Этот русский был совершенно чужд кругу, который Гвидо с детства считал своим, более того, он был агрессивно чужд этому кругу, потому, что с пеной у рта доказывал свое и себе подобных право на будущее господство в Европе и во всем мире, во время их частых и весьма эмоциональных дискуссий. Речь шла, разумеется, о господстве финансовом. Он был самоуверен сверх всякой меры, амбициозен, упрям, но при всем том, необъяснимо симпатичен Гвидо. Очевидно, в нем с избытком присутствовало то, что называют иногда отрицательным обаянием, определили однажды для себя барон. И с тех пор при каждом удобном случае доставлял себе удовольствие повстречаться, а значит — от души поспорить с этим забавным русским миллионером, не обременяя себя более размышлениями о причинах своей странной к тому симпатии.
Их встреча была запланирована и в этот приезд молодого нувориша, однако прежде тот собирался целую неделю кататься на лыжах в Сент-Морице.
Но этим планам уже не суждено было сбыться.
Они не встретились, и русский не откатался запланированную неделю на солнечных трассах модного курорта — на второй день своего пребывания в Швейцарии он погиб, проходя один из самых сложных, «черных» маршрутов.
Этому известию Гвидо был искренне огорчен, но не удивлен. Когда он спросил себя: почему? ( привычка анализировать все и вся, начиная от состояния биржевых торгов, и заканчивая собственным настроением в момент пробуждения, была привита барону его могущественным и мудрым дедом также в раннем детстве, как неотъемлемое свойство любого уважающего себя финансиста ) — ответ оказался лежащим на поверхности. Однажды он даже сказал об этом ныне покойному приятелю:
— Твоему организму, мне кажется, не хватает, адреналина Тот сначала расхохотался в ответ.
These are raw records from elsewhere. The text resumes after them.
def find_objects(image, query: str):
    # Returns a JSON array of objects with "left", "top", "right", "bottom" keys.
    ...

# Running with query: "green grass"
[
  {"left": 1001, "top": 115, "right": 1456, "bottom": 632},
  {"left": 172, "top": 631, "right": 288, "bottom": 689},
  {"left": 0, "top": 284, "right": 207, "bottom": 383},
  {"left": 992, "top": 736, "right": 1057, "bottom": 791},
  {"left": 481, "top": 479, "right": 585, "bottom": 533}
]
Именно так: не рассмеялся, а расхохотался, он все делал немного более выпукло: ярче, громче, стремительнее, чем был приучен Гвидо.
— Ну, уж нет! Чего уж наши русские организмы вырабатывают ныне с избытком, так это адреналин. Ситуация, знаешь ли… — но тут же на полу — слове оборвав и фразу и смех, совершенно серьезно спросил:
— А почему, собственно, ты пришел к такому выводу?
— Очень просто. Ты постоянно охотишься за опасностью. Не она — за тобой, как случается с некоторыми. А ты — за ней.
— Да? Любопытно. Из чего ты делаешь этот вывод?
— Это просто. Посмотри за собой. Ты, едва освоив лыжи, выбираешь самую сложную трассу и отказываешься от инструктора. Ты садишься на самую резвую мою лошадь интересуешься, как поднять ее в галоп и уносишься, сломя голову.
А потом рассказываешь мне, что впервые сидел в седле. Ты спускаешься с гор на машине, в снегопад, когда вообще мало кто рискует сесть за руль, да еще принципиально отказываешься надеть цепи. Потом тебя за то забирает дорожная полиция. Я помню. Продолжать?
— Вот ты о чем! Нет, не стоит, про это я все знаю. Это называется: русский характер — По-моему это называется: характер самоубийцы Шутка была глупой, теперь Гвидо как-то особенно остро почувствовал это, но тогда почему-то оба они совершенно искренне и весело расхохотались.
Причем, нарушая собственные привычки, и правила своего круга, барон фон Голденберг смеялся так же, как его русский собеседник: раскатисто и громко.